Design Overview

Class Structure

NOTE: Mermaid diagrams aren't rendering on GitHub Pages for some reason. See the README for the diagram:

Here's the high level overview of the classes and how they interact with each other.

sequenceDiagram
    participant I as Ingester
    participant L as Loader
    participant C as Chunker
    participant E as Embedder

    I->>+L: initiate loading
    L-->>-I: return EnhancedDocuments
    I->>+C: send documents for chunking
    C-->>-I: return chunked documents
    I->>+E: send chunks for embedding
    E-->>-I: return embedded documents
    E->>E: save embedded documents to vectorstore (optional)

    Note right of I: Ingester coordinates all interactions and manages workflow

While the right level of abstraction when ingesting textual data into a vectorstore is somewhat subjective, three distinct steps stand out:

  1. Standardizing the input dataset.
  2. Chunking the standardized data.
  3. Embedding the chunked data.

Additionally, we make the assumption that the usual access pattern here is that we would want to use the same loading, chunking, and embedding mechanism across multiple datasets within a given application, since this would provide consistency for downstream applications. With this assumption, it makes sense to have a Loader, Chunker, and Embedder class. Each instance of the class would share state information like how it should load, chunk, and embed data. We also have an Ingester class, which is responsible for transferring data through the instances of the three classes mentioned earlier.

Another layer of abstraction that proves useful is that of a EnhancedDocument [^3], which is essentially a piece of text accompanied by some additional information. The key information any EnhancedDocument must have is the following:

  1. source: the path of the file. We assume the dataset is static (i.e. the raw data does not change).
  2. page_content: the actual text of the file.
  3. metadata: additional information about the document. Often useful for querying within the context of knowledge graphs.
  4. document_hash, content_hash, metadata_hash: hashes of the content, metadata, and overall document.
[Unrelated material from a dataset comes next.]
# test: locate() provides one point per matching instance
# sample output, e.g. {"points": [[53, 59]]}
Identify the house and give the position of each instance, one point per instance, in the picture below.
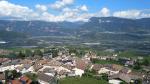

Useful for uniqueness checks.

Since there is a one-to-many relationship between a EnhancedDocument and its chunks - the chunk retains the original document's source and metadata - the type of a chunk is the same as the type of an "unchunked" document. Hence, the package treats chunks data as EnhancedDocuments too.

Each class performs actions related to its position in the ingestion pipeline. The unit of information being transferred between classes is an EnhancedDocument.

Misc Implementation Details

  • For performance reasons, I've tried to use iterators and batching where possible, both to leverage vectorization and to be more space efficient.
  • For its first iteration, this package does not try to implement upserts/idempotence, nor does it clean indexes (this is the main purpose of LangChain's Indexing API, but I didn't get the time to implement this).
  • I did not try to optimize the size of the package itself by reducing the dependencies used - I figured this would not be the limiting factor here. There are probably unused dependencies.[^4]
Footnotes

[^3]: The package doesn't use the name Document since LangChain has claimed that name. Also, LangChain has a _HashedDocument class that offers similar functionality, but since its a private class, it isn't used by this package.

[^4]: Last minute issues with package conflicts in Google Colab forced me to reduce the size of the dependencies...